Утром явился Морис, напичканный скандальными известиями. Ночью на бульваре Пастера арестовали Жозефа; что ж, он этого заслуживает, раз шляется по окраинам. Жозеф – душка: он настаивает, чтобы я звал его Марией, хоть я и объяснил ему, что репутация девственницы вызывает больше сомнений, чем репутация Иосифа-плотника. В ту же ночь на бульваре Себастополь, буквально в двух шагах от «Птиз-аньо», повесилась женщина; было ли это протестом против картинок, которые они выставляют в окнах, сказать пока трудно. Потом Морис спросил, что нового у меня.

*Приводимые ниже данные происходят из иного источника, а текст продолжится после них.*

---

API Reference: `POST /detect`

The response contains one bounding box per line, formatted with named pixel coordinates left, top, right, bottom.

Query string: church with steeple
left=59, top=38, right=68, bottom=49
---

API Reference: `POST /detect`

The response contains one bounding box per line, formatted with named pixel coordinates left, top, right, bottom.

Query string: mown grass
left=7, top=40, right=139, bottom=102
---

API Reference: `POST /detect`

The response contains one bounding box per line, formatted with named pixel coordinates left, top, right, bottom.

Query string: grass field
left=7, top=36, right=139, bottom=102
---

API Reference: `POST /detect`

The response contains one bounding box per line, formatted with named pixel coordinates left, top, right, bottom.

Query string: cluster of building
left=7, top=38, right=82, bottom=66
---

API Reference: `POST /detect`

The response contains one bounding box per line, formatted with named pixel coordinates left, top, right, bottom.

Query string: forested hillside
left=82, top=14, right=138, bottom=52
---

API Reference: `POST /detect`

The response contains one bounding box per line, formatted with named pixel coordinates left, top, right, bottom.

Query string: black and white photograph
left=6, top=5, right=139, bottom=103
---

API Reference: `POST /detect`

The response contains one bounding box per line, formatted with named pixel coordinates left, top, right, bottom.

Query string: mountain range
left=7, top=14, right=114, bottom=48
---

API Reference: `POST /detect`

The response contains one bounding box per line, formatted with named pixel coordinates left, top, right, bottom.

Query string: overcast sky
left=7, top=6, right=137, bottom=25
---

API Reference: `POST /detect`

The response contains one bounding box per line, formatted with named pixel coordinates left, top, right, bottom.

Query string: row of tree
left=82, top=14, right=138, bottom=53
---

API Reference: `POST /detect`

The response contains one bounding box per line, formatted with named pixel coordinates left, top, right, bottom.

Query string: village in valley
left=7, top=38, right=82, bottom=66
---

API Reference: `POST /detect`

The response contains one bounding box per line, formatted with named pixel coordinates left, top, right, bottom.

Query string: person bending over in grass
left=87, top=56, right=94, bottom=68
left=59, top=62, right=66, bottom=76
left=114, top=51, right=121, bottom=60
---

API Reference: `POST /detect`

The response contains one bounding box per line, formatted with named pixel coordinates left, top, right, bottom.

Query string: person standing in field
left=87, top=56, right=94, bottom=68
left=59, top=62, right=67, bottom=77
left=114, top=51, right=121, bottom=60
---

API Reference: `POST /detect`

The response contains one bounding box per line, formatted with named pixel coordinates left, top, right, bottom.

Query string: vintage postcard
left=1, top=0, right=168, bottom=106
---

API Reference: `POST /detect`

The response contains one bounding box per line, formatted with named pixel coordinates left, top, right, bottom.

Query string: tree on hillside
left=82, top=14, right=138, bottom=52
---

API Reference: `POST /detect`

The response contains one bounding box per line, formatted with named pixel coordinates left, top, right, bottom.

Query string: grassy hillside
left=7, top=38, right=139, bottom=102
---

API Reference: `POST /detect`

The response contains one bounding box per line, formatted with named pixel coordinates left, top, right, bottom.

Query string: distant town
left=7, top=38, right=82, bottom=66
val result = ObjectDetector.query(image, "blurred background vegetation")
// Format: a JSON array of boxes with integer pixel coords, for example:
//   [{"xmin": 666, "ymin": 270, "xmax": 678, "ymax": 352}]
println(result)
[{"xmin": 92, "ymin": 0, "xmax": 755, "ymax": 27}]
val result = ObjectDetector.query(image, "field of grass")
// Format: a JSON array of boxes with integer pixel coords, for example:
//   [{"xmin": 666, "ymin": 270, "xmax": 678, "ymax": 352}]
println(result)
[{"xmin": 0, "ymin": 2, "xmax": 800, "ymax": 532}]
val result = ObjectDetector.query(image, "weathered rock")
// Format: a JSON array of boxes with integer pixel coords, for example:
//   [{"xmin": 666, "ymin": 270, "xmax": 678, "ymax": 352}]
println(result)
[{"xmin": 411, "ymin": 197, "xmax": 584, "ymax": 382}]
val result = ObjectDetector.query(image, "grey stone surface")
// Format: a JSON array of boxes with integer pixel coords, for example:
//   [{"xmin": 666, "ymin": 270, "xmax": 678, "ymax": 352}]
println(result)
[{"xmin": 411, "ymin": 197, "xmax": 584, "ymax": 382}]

– Я не рассказывал тебе про моего двоюродного брата Лайонела?
– Нет. Потому что у тебя нет никакого двоюродного брата Лайонела.
– Видишь ли, Лайонел вознамерился стать писателем. Я объяснил ему, что писателями становятся только добропорядочные люди, но это не охладило его пыла. Он написал
– Оскар, ты, как всегда, городишь чушь.
– А я ему: «Кто такой Холл Кейн? Не доверяй никому, кто зовется, как шотландская усадьба». Но Лайонел непоколебим. Не далее как вчера он прислал мне первую строчку своего романа. Хочешь, скажу ее?
21
Холл Кейн (1853 – 1931) – английский писатель.
– Валяй, если она не очень длинная.
– Вот она: «Чудесные абрикосы, не правда ли?» Я написал ему, чтобы он прислал продолжение – мне не терпится узнать, что на это ответили. Ведь я совершенно не разбираюсь в абрикосах. Нет, Морис, боюсь, что новостей у меня очень мало: во-первых, я умираю, и во-вторых, что еще хуже, у меня кончились сигареты.
Морис оставил мне две или три «травки», как он называет их на своем диковинном английском, и поспешил уйти: на улице ему как-то спокойнее. Без сигарет я просто не могу; первое и, наверно, самое ужасное тюремное переживание я испытал, когда меня их лишили. Тайна моей личности вмиг исчезла: ведь я, как Бог, должен являться людям из облака. Теперь, стоит мне вспомнить об этом жутком времени, я чувствую дурацкую потребность закурить. В результате я, конечно, дымлю беспрерывно. Мои сигареты суть факелы самосознания, с их помощью я ухожу от мира в область личных чувствований. Я лежу на кровати и смотрю, как дым, завиваясь, струится к потолку. Это единственная радость, которую доставляет мне постель.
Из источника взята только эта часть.